There Is A Light That Never Goes Out: photography exhibition celebrates city’s music pedigree
- Exhibition at Central Library pays tribute to city's musical history
- Follow-on from last year's popular Oasis DNA exhibition
- Celebrates heyday of city's musical heritage such as The Smiths and Joy Division
Manchester’s Central Library is currently home to a photography exhibition celebrating the city’s rich music heritage.
There is a Light That Never Goes Out (the title take from a Smiths song) includes photos taken by rock photographer Jill Furmanovsky and subjects include the Stone Roses, Oasis, The Smiths and Joy Division.
The free exhibition is a collaboration between the library and the photo collective website Rockarchive and was co-curated by Furmanovsky and music writer Jon Savage.
A spokesperson for Rockarchive told The Northern Quota: “We are proud to be hosting an exhibition at Manchester Central Library that celebrates Manchester’s rock music history.”
Manchester is a city inextricably linked to its musical heritage
Rockarchive.com was started by Furmanovsky in 1998 as a place to “make her work, and that of other rock photographers and visual artists, more accessible to fans and collectors”.
She has photographed a plethora of iconic rock musicians over the years including The Clash, Blondie and Pink Floyd.
Rockarchive added: “Manchester has produced some of the UK’s greatest and most influential artists.
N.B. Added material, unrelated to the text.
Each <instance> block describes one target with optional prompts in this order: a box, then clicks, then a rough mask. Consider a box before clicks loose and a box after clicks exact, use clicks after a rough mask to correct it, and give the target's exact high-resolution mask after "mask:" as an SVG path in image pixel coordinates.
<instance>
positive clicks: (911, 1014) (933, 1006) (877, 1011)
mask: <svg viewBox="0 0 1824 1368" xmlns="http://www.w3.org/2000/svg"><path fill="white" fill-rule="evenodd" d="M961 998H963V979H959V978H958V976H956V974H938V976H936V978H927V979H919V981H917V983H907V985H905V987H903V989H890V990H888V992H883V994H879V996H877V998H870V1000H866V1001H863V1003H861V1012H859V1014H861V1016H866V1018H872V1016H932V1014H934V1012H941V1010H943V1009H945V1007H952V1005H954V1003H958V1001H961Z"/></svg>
Its bands’ and musicians’ music is so deeply rooted in Manchester, one cannot imagine rock music or the city itself being the same without their contribution.”
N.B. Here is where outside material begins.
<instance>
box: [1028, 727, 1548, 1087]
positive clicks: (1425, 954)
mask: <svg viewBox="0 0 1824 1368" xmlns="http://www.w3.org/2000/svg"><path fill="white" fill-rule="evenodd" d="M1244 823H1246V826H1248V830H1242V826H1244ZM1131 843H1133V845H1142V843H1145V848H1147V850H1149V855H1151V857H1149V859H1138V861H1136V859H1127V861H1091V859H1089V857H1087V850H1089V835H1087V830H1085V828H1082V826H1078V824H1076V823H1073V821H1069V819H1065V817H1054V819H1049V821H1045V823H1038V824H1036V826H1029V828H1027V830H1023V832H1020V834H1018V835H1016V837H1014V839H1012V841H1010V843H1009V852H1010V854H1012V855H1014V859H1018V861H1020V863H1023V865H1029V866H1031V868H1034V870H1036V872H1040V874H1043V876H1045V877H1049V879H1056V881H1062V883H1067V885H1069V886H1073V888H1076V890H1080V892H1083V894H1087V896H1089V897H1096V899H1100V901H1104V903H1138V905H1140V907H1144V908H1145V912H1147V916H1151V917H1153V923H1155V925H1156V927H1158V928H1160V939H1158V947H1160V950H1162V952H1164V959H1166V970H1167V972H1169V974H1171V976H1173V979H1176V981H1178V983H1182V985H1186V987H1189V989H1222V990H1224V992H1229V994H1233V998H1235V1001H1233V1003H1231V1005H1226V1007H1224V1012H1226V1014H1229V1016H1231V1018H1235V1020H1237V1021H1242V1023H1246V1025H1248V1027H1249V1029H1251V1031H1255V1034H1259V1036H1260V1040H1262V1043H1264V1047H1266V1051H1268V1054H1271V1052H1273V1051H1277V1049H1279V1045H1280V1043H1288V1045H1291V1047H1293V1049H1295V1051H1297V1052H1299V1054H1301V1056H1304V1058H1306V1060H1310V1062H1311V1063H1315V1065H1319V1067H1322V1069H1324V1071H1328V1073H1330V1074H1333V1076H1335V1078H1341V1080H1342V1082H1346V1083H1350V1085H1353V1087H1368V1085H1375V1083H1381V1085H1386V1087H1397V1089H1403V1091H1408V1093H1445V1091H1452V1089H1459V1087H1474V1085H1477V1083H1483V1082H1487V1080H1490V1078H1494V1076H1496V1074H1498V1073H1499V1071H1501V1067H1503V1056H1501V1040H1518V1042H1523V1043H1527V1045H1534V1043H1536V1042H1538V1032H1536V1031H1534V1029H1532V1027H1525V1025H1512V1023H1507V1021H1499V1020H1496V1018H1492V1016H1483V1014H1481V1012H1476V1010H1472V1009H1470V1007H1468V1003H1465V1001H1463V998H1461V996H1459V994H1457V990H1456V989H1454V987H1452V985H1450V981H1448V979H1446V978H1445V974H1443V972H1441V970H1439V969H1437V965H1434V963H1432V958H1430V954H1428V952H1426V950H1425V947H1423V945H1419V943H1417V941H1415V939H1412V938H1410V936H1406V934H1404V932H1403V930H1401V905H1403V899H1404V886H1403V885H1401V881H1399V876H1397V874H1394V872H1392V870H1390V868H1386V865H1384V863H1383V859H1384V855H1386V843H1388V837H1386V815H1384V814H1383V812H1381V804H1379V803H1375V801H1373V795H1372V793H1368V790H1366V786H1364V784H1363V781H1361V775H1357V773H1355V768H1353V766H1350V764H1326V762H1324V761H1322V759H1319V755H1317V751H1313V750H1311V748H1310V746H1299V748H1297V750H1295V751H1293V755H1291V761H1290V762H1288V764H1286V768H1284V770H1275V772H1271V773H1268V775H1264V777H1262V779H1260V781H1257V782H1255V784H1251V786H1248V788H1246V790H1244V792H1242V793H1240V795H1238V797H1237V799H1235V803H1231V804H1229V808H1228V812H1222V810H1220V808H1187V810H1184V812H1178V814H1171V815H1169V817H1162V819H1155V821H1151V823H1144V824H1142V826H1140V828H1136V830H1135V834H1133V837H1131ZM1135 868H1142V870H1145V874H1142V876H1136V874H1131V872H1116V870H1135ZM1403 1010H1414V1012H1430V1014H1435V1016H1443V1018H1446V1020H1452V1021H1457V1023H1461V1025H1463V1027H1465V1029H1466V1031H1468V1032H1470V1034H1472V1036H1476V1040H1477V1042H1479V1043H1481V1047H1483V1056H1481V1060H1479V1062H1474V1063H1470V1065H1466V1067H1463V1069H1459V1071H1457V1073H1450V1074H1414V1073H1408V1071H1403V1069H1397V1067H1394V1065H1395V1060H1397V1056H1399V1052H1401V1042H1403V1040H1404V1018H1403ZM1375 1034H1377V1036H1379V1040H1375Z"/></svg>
The exhibition spans across several walls and includes photos of The Smiths, Buzzcocks, Oasis and The Stone Roses. The final wall showcases photos of the city’s current bands and musicians such as Elbow and The Courteeners.
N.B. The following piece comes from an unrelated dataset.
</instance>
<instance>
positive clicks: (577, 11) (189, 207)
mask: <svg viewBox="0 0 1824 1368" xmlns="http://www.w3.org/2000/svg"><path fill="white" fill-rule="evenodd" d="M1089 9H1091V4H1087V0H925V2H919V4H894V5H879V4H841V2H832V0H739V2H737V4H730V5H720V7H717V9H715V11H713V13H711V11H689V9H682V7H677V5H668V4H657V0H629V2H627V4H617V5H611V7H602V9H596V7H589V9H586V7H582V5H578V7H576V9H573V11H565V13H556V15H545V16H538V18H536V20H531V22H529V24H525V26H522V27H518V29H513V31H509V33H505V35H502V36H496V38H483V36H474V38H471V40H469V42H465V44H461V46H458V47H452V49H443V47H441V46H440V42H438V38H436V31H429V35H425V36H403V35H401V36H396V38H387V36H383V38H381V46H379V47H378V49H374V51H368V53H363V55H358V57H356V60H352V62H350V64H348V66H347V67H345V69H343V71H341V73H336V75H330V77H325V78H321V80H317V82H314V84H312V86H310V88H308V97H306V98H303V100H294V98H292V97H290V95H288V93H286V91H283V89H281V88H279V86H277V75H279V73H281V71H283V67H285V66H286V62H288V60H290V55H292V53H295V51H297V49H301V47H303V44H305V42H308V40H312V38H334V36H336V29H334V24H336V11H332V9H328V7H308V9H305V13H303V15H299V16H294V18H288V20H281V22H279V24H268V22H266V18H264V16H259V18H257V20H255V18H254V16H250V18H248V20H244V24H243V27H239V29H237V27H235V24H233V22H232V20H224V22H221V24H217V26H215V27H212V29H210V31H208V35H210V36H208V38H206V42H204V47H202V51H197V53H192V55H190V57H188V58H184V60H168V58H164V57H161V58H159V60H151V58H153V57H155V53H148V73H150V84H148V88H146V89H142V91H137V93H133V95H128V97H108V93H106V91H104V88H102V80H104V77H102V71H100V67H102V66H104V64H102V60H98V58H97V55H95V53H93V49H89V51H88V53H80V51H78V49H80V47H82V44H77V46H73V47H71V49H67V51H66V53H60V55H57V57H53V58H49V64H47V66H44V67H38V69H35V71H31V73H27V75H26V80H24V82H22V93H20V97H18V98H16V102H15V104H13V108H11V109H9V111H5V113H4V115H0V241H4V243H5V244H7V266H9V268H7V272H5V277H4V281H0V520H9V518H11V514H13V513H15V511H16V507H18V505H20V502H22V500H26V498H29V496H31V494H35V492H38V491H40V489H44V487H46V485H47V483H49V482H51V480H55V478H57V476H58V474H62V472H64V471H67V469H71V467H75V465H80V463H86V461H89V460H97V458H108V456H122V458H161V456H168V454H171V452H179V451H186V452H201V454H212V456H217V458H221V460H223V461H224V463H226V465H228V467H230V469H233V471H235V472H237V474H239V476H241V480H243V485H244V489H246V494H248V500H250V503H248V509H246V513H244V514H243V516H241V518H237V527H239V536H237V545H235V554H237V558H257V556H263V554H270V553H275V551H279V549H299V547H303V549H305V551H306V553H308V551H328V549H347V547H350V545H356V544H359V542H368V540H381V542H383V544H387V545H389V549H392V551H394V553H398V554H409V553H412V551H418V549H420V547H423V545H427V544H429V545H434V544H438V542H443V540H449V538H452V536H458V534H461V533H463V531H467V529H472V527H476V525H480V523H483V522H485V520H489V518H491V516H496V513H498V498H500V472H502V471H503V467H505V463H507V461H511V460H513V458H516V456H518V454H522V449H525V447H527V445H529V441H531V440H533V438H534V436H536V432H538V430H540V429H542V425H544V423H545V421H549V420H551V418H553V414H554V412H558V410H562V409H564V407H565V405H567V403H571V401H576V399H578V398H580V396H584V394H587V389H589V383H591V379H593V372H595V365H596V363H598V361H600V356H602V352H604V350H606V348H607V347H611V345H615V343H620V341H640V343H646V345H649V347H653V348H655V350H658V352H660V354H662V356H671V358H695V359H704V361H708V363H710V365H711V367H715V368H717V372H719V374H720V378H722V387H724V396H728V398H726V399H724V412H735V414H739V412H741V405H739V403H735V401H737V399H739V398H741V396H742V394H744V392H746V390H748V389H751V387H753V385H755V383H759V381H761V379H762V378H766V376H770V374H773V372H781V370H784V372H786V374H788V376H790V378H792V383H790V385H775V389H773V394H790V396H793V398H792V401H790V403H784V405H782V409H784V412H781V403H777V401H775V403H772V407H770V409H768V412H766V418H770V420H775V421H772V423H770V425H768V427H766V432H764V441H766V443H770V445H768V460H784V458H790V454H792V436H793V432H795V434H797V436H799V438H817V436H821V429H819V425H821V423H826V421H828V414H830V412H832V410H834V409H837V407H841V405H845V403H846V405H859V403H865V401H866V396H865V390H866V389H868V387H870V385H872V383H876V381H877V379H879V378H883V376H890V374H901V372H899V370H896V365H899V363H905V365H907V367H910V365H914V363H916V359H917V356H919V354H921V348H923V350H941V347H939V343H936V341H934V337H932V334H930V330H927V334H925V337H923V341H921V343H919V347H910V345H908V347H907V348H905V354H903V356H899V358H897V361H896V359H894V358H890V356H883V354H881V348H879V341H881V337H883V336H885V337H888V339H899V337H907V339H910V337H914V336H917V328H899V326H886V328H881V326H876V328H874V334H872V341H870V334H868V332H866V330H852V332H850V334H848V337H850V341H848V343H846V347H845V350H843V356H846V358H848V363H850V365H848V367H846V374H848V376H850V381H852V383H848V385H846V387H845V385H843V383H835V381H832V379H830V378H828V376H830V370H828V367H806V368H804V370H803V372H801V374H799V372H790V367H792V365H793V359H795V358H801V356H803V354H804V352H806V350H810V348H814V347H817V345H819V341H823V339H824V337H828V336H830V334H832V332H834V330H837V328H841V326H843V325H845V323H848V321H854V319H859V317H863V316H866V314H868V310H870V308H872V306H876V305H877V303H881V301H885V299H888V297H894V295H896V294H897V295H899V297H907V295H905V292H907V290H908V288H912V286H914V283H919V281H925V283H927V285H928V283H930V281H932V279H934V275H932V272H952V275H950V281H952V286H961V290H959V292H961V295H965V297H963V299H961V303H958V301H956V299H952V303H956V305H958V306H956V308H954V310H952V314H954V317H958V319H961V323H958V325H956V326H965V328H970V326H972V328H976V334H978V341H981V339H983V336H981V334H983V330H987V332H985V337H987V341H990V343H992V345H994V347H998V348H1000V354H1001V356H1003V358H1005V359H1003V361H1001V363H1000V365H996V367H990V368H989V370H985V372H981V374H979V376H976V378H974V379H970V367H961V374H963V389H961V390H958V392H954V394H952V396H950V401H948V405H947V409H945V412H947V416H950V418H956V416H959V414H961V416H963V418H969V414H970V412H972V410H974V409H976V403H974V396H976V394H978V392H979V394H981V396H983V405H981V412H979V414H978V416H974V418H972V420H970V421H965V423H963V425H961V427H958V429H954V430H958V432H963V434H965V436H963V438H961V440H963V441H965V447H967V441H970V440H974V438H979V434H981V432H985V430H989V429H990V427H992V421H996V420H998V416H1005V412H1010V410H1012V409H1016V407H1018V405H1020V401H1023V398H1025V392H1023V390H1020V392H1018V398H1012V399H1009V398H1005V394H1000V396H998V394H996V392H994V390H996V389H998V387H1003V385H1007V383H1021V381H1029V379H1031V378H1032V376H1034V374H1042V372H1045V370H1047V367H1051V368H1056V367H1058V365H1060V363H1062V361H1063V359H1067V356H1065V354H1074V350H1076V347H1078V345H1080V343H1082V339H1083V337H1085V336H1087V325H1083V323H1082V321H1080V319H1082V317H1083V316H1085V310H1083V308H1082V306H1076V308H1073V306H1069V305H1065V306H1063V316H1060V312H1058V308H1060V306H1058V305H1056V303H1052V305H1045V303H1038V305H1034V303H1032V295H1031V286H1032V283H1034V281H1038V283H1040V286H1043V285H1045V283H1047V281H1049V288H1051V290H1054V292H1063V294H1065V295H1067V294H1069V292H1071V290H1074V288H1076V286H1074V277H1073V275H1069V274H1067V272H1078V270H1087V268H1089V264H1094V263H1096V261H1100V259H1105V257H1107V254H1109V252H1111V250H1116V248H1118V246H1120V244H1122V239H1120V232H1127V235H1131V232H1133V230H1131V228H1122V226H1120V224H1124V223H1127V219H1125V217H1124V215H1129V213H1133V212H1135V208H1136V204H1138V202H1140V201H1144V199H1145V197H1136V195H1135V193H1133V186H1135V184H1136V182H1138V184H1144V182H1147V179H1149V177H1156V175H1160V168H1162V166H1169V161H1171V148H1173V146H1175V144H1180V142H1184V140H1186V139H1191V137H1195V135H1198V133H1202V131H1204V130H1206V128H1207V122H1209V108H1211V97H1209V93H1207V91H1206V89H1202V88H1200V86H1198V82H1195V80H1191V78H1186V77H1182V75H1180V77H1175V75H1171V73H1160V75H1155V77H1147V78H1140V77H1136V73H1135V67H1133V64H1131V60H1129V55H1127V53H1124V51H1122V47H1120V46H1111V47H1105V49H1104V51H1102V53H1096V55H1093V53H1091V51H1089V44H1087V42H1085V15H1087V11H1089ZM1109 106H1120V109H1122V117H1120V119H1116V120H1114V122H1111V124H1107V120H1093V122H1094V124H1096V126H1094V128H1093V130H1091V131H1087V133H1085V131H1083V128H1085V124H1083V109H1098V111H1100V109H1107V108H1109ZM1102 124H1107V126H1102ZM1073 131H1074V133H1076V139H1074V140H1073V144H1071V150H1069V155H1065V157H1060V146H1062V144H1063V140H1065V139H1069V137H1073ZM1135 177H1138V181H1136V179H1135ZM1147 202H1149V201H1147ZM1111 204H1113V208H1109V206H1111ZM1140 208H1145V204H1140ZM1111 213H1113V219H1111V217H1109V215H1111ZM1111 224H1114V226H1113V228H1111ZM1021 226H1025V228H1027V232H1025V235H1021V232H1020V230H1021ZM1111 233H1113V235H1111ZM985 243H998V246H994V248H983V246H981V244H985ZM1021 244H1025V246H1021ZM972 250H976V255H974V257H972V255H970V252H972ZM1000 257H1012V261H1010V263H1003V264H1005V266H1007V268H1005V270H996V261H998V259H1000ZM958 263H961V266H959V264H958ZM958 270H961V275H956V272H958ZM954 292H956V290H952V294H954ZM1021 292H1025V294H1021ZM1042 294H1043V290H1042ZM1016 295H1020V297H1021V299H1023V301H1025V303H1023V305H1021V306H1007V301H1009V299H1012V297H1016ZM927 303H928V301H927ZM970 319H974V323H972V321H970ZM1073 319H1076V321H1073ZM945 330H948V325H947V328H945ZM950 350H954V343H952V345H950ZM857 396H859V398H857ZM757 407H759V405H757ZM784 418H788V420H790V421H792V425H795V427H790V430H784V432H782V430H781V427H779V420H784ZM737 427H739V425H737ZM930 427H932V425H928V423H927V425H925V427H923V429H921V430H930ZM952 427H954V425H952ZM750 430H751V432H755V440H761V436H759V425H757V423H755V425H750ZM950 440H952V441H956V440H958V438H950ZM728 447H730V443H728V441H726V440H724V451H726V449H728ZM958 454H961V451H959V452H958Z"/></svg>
The majority of photos are black and white, with colour photos appearing towards the end. As well as musicians, there are also photos of famous Manchester venues such as the Hacienda and events such as last year’s One Love Manchester concert.
Darren Rawcliffe, who is responsible for exhibitions at the library, said the exhibition was a follow-up to last year’s hugely successful Oasis DNA show, also co-curated by Rockarchive.
He said the new exhibition had attracted more than 3000 visitors in its first week.
Katherine McDermott, who was born in Australia but grew up in Manchester, praised the exhibition, saying: “Manchester has been a place of revolution, ideals, attitude, standing out from the crowd, all the things that make it a great place for music. Even the rain in Manchester has swagger and attitude.”
The exhibition runs until 22 February.